Staatliche Unterstützung für Menschen mit Erwerbsunfähigkeit oder Erwerbsminderung machen in den Mitgliedsstaaten der OECD rund 10 Prozent der Sozialausgaben aus. Ein naherliegender Ansatz, um Kosten zu sparen und Missbrauch entgegenzuwirken, ist die Herabsetzung der Verdienstgrenze, ab der Unterstützungsleistungen gezahlt werden.

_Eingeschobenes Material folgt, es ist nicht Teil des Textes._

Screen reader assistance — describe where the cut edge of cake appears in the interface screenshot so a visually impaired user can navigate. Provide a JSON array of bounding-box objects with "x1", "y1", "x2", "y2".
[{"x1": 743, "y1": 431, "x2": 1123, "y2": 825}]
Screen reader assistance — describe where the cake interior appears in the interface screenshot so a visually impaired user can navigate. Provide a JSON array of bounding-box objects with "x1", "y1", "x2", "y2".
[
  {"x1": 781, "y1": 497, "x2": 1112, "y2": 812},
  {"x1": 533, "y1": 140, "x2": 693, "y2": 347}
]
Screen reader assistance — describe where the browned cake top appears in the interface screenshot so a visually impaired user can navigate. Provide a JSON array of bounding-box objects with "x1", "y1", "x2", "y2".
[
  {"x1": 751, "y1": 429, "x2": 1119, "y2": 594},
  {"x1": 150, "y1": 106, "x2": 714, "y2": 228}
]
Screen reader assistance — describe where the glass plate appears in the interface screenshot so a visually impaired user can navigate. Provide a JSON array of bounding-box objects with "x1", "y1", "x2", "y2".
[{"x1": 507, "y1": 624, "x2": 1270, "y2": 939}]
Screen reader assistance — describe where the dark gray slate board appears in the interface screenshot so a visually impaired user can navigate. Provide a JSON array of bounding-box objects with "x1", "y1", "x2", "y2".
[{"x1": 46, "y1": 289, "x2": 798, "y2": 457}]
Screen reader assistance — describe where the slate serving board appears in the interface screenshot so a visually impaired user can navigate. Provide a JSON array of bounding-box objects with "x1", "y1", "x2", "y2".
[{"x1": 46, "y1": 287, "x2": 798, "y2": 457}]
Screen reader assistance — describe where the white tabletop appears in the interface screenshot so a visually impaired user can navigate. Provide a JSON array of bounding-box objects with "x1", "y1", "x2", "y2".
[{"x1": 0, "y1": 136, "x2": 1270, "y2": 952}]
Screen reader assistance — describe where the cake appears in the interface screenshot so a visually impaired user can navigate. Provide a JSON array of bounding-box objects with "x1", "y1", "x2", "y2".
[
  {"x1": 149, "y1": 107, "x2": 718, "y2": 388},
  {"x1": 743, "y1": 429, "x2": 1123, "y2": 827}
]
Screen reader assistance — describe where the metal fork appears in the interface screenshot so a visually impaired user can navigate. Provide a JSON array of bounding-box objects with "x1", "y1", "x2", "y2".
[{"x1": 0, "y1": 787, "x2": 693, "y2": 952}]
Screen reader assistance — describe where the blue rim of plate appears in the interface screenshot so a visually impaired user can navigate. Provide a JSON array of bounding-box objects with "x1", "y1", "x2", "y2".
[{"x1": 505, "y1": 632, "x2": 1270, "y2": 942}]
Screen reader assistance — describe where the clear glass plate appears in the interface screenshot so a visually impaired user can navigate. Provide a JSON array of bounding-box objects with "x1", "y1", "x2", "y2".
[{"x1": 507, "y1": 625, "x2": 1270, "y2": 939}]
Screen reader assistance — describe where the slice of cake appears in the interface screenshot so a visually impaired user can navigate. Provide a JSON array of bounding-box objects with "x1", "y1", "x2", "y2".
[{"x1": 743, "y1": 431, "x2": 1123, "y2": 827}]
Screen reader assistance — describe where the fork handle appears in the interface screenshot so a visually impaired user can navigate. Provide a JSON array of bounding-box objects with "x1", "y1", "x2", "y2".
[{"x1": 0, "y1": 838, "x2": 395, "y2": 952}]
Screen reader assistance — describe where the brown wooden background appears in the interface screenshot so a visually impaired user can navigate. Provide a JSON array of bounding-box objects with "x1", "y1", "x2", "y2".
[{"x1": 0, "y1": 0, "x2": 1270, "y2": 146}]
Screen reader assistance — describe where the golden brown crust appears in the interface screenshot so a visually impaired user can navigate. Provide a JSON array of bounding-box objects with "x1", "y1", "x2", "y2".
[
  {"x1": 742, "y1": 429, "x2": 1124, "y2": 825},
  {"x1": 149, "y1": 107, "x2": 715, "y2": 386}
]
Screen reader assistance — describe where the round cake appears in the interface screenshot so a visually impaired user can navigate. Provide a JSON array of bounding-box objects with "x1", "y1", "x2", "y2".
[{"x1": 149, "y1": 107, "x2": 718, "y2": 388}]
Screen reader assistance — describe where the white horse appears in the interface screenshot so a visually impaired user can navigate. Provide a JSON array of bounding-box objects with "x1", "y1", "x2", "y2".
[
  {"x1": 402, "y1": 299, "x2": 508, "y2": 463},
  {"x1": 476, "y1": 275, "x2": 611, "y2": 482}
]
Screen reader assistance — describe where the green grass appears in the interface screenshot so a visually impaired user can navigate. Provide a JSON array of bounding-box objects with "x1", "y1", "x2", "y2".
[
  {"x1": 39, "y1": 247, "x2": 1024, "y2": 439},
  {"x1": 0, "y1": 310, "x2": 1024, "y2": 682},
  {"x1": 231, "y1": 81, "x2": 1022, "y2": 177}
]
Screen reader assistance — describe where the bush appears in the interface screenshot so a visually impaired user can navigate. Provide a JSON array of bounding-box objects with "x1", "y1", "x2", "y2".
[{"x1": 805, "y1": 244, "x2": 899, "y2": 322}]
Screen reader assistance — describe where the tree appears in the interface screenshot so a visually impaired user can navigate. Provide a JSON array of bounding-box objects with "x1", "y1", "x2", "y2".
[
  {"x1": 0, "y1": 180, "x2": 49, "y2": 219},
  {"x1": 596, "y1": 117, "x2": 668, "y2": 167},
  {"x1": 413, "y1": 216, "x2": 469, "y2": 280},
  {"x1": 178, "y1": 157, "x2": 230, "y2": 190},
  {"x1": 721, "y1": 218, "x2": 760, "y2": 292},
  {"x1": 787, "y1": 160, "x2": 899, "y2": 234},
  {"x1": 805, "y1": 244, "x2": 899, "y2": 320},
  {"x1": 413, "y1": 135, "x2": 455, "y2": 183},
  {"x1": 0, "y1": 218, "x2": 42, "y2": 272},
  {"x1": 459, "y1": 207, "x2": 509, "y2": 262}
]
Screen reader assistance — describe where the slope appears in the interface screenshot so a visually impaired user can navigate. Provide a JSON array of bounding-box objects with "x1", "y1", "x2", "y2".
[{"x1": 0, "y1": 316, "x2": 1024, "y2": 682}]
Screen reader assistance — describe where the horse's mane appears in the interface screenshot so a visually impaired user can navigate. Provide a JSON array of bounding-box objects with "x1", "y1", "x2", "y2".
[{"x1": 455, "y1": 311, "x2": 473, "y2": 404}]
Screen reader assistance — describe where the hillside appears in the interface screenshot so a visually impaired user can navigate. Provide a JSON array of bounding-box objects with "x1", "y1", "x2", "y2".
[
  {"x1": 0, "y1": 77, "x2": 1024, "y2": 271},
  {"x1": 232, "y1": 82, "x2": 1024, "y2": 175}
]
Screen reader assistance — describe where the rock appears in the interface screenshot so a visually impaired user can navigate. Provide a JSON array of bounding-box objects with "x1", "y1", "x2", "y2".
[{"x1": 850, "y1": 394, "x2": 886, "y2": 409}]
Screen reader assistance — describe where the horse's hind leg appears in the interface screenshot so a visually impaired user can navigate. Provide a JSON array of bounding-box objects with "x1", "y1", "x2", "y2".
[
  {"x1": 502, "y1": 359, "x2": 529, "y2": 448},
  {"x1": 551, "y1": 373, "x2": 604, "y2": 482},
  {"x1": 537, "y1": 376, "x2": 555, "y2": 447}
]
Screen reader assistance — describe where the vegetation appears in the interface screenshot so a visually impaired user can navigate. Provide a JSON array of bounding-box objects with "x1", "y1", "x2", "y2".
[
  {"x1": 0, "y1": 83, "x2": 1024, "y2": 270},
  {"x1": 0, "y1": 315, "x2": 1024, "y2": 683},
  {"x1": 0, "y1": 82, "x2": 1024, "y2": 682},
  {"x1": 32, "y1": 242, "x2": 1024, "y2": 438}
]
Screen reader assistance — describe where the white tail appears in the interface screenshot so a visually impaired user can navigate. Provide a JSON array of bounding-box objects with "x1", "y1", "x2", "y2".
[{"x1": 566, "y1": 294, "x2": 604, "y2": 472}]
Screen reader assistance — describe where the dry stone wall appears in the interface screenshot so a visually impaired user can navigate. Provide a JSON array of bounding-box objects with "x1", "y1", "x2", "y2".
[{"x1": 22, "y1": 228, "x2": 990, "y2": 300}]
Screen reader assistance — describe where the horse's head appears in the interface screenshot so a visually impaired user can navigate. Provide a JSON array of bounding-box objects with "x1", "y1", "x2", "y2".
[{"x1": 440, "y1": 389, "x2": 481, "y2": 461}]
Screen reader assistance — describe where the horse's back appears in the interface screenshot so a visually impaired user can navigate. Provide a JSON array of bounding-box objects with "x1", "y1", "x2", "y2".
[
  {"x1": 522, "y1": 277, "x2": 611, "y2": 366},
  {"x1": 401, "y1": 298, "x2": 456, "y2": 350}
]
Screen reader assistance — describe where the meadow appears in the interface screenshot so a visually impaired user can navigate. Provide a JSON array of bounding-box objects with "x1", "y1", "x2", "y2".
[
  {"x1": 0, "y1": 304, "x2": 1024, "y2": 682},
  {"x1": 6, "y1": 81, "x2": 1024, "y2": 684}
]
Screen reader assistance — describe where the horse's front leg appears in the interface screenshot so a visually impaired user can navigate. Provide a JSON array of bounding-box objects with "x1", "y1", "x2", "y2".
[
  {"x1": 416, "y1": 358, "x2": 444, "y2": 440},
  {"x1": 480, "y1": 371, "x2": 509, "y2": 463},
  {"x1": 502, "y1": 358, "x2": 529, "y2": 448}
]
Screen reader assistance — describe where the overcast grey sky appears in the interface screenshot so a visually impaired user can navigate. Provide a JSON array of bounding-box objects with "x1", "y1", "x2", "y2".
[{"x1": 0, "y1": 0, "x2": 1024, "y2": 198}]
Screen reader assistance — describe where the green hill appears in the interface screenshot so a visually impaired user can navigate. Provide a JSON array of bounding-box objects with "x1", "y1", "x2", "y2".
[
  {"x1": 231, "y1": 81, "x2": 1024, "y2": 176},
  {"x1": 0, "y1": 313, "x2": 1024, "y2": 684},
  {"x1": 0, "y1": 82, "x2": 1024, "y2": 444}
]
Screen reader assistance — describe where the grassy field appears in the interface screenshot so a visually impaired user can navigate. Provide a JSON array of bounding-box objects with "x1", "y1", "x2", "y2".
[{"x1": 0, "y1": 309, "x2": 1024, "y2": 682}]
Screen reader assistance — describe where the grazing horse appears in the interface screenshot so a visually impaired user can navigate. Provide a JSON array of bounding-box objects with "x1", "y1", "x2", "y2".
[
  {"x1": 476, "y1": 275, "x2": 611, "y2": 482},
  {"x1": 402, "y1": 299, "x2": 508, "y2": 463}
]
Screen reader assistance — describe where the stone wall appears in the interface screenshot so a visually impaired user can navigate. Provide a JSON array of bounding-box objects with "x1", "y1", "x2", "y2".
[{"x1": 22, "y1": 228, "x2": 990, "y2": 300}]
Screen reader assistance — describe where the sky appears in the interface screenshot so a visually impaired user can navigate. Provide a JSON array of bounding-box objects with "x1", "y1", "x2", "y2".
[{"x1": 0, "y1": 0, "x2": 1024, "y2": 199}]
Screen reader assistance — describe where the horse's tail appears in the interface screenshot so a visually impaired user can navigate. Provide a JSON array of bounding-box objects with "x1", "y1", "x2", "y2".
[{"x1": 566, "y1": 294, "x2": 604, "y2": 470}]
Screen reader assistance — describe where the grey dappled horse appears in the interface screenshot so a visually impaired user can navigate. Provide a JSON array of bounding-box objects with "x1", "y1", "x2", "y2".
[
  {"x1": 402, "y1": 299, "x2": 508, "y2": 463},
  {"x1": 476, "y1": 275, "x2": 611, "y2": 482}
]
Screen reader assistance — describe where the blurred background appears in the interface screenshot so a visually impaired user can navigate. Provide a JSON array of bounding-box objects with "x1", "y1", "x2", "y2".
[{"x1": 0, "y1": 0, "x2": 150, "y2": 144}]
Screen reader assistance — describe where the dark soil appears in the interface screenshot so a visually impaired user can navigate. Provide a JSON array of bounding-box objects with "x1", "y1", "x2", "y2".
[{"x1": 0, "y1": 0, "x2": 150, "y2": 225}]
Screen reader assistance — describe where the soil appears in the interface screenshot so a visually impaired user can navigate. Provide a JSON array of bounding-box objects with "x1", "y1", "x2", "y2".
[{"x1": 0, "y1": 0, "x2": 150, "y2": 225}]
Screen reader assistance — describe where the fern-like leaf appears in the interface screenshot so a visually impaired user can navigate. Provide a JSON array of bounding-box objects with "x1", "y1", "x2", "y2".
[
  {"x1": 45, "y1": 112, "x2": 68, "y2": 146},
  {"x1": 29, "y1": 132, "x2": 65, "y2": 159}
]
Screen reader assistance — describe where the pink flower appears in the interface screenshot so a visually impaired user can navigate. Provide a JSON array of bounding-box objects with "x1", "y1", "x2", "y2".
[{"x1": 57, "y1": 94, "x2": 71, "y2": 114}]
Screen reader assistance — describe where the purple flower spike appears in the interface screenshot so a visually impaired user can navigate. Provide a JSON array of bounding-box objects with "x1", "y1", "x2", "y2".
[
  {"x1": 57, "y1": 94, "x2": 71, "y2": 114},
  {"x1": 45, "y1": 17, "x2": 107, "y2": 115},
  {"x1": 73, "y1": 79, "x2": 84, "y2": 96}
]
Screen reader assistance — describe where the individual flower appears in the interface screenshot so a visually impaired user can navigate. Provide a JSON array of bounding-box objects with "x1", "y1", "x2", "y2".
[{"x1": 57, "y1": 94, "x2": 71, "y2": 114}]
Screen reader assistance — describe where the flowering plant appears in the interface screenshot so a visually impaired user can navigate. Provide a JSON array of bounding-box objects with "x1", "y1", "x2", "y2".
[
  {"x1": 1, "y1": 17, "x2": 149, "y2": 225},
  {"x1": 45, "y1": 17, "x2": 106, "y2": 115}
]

Ob sich diese Maßnahme unterm Strich für den Staat rechnet, ist jedoch fraglich, wie ein aktuelles IZA Discussion Paper von Judit Krekó, Daniel Prinz und Andrea Weber belegt. Die Studie untersucht die Effekte einer Reform in Ungarn, nach der Leistungsempfänger nicht mehr maximal 80 Prozent ihres vorherigen Einkommens, sondern nur noch 80 Prozent des Mindestlohns verdienen durften, um zusätzlich Erwerbsminderungsrente zu erhalten.
Die Analyse zeigt, dass die Zahl der Leistungsbezieher infolge der Reform nicht zurückging, wohl aber deren Arbeitsangebot. Das heißt, die erwerbsgeminderten Personen arbeiteten weniger, um unterhalb der neuen Verdienstgrenze zu bleiben. Im Schnitt verringerte sich die Stundenzahl um 7 Prozent und die Einkommen um 18 Prozent.
Da sich bei der Mortalität keine nennenswerten Veränderungen ergaben, lässt sich eine gestiegene Schwere der Erwerbsminderung als Grund für das verringerte Arbeitsangebot weitgehend ausschließen. Auch die Wahrscheinlichkeit, aus dem Leistungsbezug auszusteigen, erhöhte sich nicht. Insfofern sprechen die Befunde dafür, dass die „optimale“ Verdienstgrenze höher liegt und die Absenkung weder dem Staat noch den Betroffenen zugutekam.